In a previously unpublicized recording of a 1976 interview, Israel’s fifth prime minister Yitzhak Rabin can be heard calling the still-nascent West Bank settlement movement “comparable to a cancer,” and warning that Israel risked becoming an “apartheid” state if it annexed and absorbed the West Bank’s Arab population.
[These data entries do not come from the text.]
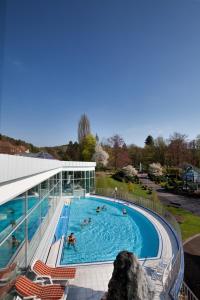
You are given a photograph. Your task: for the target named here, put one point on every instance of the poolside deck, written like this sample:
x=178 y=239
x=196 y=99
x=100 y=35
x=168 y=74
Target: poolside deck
x=91 y=280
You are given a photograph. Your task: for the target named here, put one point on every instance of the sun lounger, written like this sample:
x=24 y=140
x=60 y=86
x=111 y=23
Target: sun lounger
x=57 y=274
x=27 y=288
x=6 y=273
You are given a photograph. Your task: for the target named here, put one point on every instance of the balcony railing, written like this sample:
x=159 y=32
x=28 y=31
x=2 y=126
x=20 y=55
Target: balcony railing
x=159 y=209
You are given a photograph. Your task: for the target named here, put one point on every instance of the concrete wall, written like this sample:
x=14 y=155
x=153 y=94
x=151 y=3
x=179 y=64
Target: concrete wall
x=13 y=167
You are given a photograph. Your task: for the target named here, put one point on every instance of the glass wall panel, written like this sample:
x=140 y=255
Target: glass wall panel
x=77 y=184
x=11 y=213
x=20 y=236
x=12 y=246
x=87 y=185
x=77 y=174
x=67 y=183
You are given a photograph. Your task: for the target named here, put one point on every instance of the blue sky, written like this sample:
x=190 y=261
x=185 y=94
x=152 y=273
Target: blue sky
x=132 y=66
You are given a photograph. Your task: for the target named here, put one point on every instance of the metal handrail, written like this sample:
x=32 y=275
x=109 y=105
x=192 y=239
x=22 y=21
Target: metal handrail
x=186 y=293
x=160 y=210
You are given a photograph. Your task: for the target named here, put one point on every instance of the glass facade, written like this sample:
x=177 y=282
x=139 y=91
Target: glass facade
x=74 y=181
x=24 y=220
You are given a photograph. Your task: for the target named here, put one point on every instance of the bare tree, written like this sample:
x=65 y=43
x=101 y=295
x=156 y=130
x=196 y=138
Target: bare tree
x=83 y=128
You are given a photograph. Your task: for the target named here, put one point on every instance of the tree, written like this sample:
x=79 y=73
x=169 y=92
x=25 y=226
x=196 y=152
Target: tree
x=149 y=141
x=135 y=154
x=100 y=156
x=73 y=151
x=83 y=128
x=88 y=147
x=177 y=152
x=160 y=149
x=130 y=171
x=156 y=169
x=119 y=156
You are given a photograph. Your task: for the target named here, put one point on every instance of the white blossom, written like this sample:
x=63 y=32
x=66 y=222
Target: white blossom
x=130 y=170
x=100 y=156
x=156 y=169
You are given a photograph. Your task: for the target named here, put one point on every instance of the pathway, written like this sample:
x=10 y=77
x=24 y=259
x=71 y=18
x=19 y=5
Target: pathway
x=186 y=202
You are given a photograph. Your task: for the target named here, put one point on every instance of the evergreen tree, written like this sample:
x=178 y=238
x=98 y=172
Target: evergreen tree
x=149 y=141
x=83 y=128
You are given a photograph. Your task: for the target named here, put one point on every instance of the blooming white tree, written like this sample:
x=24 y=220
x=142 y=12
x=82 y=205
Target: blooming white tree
x=100 y=156
x=156 y=169
x=130 y=170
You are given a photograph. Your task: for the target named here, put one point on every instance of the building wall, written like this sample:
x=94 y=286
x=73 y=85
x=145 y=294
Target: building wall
x=14 y=167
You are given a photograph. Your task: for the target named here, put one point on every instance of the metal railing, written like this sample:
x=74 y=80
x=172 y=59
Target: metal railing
x=159 y=209
x=186 y=293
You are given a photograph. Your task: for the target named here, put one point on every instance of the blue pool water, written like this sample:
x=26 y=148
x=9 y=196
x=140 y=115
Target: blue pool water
x=13 y=211
x=109 y=232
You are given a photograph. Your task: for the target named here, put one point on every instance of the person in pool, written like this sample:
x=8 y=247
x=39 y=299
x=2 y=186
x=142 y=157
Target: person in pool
x=85 y=222
x=14 y=241
x=98 y=209
x=71 y=240
x=103 y=208
x=124 y=211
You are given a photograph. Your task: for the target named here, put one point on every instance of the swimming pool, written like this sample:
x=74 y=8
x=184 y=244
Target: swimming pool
x=13 y=212
x=108 y=233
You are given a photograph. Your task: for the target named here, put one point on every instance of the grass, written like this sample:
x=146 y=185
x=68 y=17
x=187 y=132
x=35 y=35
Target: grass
x=105 y=181
x=188 y=222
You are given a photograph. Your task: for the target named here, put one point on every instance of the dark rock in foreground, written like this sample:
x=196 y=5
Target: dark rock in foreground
x=129 y=281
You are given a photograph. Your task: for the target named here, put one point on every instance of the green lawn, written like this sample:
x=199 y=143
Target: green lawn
x=189 y=223
x=105 y=181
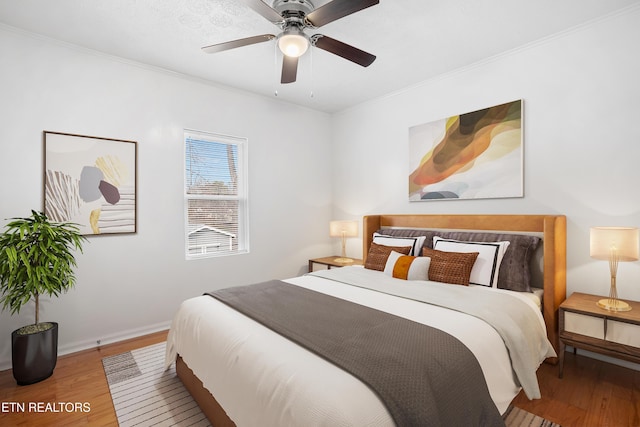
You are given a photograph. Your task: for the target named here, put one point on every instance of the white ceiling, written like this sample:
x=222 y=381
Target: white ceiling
x=414 y=40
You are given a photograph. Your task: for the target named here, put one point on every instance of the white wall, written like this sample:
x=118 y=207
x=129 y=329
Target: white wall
x=129 y=285
x=581 y=92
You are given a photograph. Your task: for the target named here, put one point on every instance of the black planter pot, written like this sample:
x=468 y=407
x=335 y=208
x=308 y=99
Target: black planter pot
x=34 y=356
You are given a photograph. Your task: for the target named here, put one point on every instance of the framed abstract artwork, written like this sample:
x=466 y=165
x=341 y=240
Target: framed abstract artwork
x=90 y=181
x=476 y=155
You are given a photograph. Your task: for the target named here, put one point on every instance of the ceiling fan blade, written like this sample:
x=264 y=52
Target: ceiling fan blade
x=238 y=43
x=337 y=9
x=267 y=12
x=289 y=69
x=344 y=50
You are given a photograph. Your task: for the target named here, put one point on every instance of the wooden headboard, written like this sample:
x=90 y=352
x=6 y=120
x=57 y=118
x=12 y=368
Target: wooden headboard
x=552 y=227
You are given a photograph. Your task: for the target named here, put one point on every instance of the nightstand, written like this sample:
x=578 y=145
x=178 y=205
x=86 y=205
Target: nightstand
x=585 y=325
x=331 y=262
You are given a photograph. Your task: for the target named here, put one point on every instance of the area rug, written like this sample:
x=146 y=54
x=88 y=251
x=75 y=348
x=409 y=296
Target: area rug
x=144 y=394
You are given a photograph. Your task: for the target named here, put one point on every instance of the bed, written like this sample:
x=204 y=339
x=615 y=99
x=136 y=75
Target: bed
x=241 y=372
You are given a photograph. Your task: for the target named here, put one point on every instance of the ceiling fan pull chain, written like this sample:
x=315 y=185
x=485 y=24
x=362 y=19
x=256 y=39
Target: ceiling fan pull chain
x=275 y=68
x=311 y=72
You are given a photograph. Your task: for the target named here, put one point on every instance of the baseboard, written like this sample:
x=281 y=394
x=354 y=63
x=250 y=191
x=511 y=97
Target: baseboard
x=104 y=340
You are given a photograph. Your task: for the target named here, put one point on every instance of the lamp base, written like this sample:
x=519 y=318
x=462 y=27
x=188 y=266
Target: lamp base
x=613 y=304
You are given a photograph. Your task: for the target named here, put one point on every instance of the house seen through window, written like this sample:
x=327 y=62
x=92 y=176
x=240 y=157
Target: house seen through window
x=215 y=198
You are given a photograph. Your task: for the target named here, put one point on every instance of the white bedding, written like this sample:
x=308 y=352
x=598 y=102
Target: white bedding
x=262 y=379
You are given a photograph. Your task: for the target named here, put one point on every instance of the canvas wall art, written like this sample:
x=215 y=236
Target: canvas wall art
x=90 y=181
x=476 y=155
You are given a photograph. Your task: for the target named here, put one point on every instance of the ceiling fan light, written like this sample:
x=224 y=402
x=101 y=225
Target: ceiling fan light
x=293 y=45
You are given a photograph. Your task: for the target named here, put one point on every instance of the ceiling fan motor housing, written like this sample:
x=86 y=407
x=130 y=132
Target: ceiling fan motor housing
x=295 y=6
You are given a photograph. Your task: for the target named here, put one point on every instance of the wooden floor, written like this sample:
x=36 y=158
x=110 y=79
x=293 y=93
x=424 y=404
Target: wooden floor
x=591 y=394
x=78 y=378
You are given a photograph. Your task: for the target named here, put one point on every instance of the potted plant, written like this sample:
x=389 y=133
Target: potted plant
x=36 y=258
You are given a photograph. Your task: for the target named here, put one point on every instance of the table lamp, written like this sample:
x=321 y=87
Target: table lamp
x=614 y=244
x=343 y=229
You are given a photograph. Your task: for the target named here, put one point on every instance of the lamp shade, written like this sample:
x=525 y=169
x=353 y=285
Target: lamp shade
x=293 y=44
x=343 y=229
x=623 y=241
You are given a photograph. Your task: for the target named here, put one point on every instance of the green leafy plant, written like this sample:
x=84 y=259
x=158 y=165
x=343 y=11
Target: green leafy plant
x=36 y=258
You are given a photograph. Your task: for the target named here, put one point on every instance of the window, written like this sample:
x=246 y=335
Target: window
x=215 y=198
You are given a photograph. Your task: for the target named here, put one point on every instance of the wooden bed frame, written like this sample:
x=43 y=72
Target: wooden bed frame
x=552 y=227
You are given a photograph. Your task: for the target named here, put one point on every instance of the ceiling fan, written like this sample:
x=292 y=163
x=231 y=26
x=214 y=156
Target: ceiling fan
x=295 y=16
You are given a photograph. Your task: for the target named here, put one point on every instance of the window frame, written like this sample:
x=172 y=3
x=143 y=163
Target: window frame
x=242 y=197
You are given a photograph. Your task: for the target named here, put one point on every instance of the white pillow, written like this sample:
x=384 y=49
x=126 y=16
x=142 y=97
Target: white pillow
x=415 y=242
x=487 y=265
x=407 y=267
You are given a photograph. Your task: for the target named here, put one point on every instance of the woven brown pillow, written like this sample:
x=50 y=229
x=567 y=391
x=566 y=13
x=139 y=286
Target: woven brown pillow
x=450 y=267
x=378 y=254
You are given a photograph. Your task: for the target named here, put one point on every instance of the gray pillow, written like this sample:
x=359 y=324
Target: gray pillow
x=515 y=271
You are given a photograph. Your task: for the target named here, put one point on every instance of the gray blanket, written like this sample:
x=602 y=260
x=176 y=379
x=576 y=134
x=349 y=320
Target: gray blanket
x=520 y=328
x=425 y=377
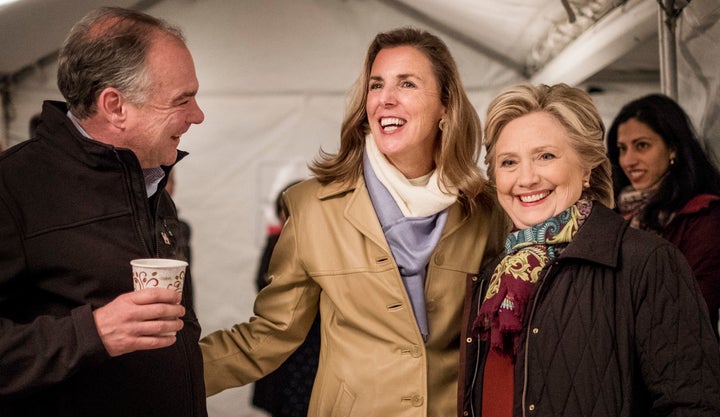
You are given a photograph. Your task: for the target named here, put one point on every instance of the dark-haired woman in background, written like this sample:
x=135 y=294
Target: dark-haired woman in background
x=666 y=183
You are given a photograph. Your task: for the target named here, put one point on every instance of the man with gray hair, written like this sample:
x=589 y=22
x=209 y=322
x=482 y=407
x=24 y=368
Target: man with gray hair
x=77 y=203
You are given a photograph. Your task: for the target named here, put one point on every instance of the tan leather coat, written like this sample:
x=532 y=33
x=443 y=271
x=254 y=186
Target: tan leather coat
x=332 y=257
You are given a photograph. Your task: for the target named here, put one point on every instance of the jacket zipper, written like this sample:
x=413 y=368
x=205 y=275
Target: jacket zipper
x=527 y=341
x=478 y=354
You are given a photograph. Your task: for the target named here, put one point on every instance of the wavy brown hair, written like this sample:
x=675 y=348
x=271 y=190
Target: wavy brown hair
x=458 y=146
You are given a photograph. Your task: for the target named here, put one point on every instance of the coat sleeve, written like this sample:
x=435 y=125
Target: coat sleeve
x=36 y=350
x=283 y=313
x=677 y=351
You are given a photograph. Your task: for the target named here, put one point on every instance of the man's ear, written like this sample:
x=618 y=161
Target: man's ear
x=111 y=105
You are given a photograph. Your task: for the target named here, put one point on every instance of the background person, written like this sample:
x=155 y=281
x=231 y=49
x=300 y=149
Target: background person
x=664 y=182
x=583 y=315
x=380 y=243
x=285 y=392
x=77 y=203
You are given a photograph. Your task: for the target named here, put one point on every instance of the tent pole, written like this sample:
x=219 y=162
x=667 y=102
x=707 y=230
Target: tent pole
x=667 y=17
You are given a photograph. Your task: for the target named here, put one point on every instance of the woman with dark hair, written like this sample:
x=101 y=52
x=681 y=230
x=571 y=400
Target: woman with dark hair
x=666 y=183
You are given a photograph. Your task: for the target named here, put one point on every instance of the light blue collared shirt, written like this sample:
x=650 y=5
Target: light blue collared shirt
x=153 y=176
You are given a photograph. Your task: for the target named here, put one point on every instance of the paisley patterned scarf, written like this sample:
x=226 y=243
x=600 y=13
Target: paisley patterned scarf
x=527 y=252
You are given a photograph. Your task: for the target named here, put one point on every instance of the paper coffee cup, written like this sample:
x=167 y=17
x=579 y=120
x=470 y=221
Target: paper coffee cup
x=158 y=273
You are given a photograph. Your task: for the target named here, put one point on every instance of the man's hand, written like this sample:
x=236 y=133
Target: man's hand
x=140 y=320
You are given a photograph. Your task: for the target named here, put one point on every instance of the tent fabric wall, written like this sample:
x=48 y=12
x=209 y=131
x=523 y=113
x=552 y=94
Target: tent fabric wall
x=698 y=60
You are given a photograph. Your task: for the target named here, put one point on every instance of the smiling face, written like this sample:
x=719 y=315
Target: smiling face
x=537 y=172
x=154 y=127
x=644 y=156
x=404 y=109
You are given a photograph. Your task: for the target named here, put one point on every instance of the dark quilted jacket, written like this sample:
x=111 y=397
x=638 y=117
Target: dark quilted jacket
x=616 y=328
The recording is being publicized for the first time in the documentary “Rabin: In His Own Words.” The film, timed to the 20th anniversary of Rabin’s November 1995 assassination by a Jewish extremist, traces Rabin’s life using original and sometimes never-before-seen footage. This ranges from a 1949 home movie by an American tourist showing Rabin as a young operations officer in the nascent IDF’s Southern Command, to the last days and hours of his eventful life, as the prime minister who launched the Oslo peace process with the Palestinians.
The candid recordings of Rabin were preserved thanks to Dan Patir, press secretary in Rabin’s first 1974-1977 premiership, who diligently recorded all of the prime minister’s interviews with journalists. The recordings include Rabin’s “off-the-record” comments to his interviewers, comments the journalists never published and which are coming to light for the first time.
“There’s nothing tougher for a man than to say what he is. It’s hard for me to say. It’s true that to a great extent I’m a ‘closed’ person,” Rabin says in one candid moment about his famously quiet and introverted personality.
Some highlights from the film, including an interview with its director and editor Erez Laufer, aired Thursday night on Channel 2.
In the 1976 interview in which Rabin delivers the searing critique of the settlement movement, he prefaces his comments by saying, “I have said, and this I ask really not be used, I’m not going to [say it publicly], and I’m not a political lunatic for saying this.”
‘Gush Emunim is not a settlement movement. It is comparable to a cancer in the tissue of Israel’s democratic society’
He complains of the settlement movement’s strategy of forcing the Israeli government into clashes with its activists over countless small, out-of-the-way hilltops on which they had squatted. “From a historical perspective, a person might ask what the State of Israel was dealing with in 1976, in some crappy, insignificant place, in a mystical argument on which they pin the existential problem of the State of Israel. It’s unbelievable,” he says.
Rabin’s famously imperturbable monotone betrays increasing anger as he complains about the settlements growing in number and size during his premiership.
“I see in Gush Emunim [the ‘Bloc of the Faithful,’ the ideologically driven founders of the settlement movement,] one of the most acute dangers in the whole phenomenon of the State of Israel,” he confides.
“What is ‘settlement’ anyway? What struggle is this? What methods? ‘Kadum’ [a settlement] is a bloated fart.”
He adds: “Gush Emunim is not a settlement movement. It is comparable to a cancer in the tissue of Israel’s democratic society. It’s a phenomenon of an organization that takes the law into its own hands.”
Unknown to historians or his countrymen at the time, Rabin offers the journalist, who is not identified in the Channel 2 report, what may be the first signs of his later political program.
“I don’t say with certainty that we won’t reach [the point of] evacuation, because of the [Palestinian] population. I don’t think it’s possible to contain over the long term, if we don’t want to get to apartheid, a million and a half [more] Arabs inside a Jewish state.”
“On that question,” he insisted, “I’m willing to go to elections.”
Rabin’s first government fell in 1977, leading to a historic victory for Menachem Begin’s Likud in what was the Labor party’s first election defeat since Israel’s founding 29 years earlier. But in 1992, Rabin fulfilled that off-the-record promise, winning the premiership on an explicit platform of peace with the Palestinians and some form of withdrawal from the West Bank and Gaza.
The film may rekindle many debates among Israelis about opportunities lost and taken, the chances for peace, the settlements and the future of Israel’s relations with the Palestinians. Indeed, it may be one of the acute ironies of Israeli history that Israel’s dramatic territorial withdrawals — amounting to over four-fifths of the territory Rabin’s IDF captured in the 1967 Six Day War, including the pullouts from Sinai in the early 1980s and Gaza in 2005 — were carried out not by Rabin’s Labor but by Begin’s and Ariel Sharon’s Likud.